Fear, myths and misunderstandings
Fear, myths and misunderstandings around the use of opioid analgesics, including morphine cut across many of the issues which create barriers to its availability. One of the most pressing common fears which has been shown to limit prescribing by health professionals and attitudes of patients and family members is the fear of dependency and addiction. However, a systematic review of research papers showed that only 0.43% of patients with no previous history of substance abuse treated with opioid analgesics to relieve pain abused their medication and only 0.05% developed dependence syndrome25. In relation to diversion, the experiences of countries such as Romania and Uganda show that in relatively low-resource settings, systems can be put in place that ensure the availability of opioids for medicinal use while minimising diversion. This is fully in line with the WHO and INCB recommendations: a balance needs to be achieved between ensuring that drugs are available for medicinal and scientific purposes, while addressing misuse and diversion. A common fear of health professionals and family members is that opioid analgesics, including morphine, will hasten death.
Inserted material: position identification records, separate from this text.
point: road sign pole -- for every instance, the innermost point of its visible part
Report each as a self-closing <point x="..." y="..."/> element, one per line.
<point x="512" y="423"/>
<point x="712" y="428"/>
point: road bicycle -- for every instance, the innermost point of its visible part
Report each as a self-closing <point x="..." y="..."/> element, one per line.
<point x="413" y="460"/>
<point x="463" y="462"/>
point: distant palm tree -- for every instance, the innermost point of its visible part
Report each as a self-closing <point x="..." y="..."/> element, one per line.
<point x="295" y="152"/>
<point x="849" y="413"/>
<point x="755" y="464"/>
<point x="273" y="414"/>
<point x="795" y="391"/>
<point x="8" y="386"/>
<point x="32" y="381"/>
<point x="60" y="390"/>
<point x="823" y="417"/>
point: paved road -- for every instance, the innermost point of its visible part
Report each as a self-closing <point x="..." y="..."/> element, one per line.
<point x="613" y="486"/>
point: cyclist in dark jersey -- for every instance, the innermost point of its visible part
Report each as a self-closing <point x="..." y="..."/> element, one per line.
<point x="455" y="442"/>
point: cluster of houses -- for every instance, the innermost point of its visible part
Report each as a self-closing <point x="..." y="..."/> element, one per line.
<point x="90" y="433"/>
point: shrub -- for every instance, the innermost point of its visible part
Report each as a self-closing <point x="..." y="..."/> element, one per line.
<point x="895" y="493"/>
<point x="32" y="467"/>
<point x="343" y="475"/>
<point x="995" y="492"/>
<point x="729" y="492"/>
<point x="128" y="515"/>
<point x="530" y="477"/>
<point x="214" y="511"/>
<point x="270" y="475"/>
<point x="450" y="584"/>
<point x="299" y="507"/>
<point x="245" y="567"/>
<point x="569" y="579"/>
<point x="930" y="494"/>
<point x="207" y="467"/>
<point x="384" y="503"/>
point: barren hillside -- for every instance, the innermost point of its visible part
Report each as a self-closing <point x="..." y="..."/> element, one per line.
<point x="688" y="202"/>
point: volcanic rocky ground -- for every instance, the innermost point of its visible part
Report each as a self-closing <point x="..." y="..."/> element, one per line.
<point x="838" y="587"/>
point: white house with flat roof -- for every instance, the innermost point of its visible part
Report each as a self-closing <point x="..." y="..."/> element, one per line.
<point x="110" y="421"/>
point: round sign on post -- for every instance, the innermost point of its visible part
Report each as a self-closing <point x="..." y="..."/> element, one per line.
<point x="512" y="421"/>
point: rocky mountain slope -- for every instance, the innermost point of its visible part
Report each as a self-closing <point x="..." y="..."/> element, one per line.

The primary focus of palliative care and the administration of pain treatment is to improve quality of life and reduce suffering and not to hasten death. Indeed, there is some evidence that palliative care may in fact extend life26. There are considerable misunderstandings around the cost of pain treatment. In Uganda, the cost of 10 days’ pain treatment using morphine costs the same as a loaf of bread27. Yet, it is clear that in some countries, costs are significantly higher due to high importation taxes on morphine powder28 or costing structures. There also remains the challenge that more expensive, sustained release morphine is often made available in countries, rather than the more affordable, immediate release morphine, despite this not being to the patients’ clinical benefit29.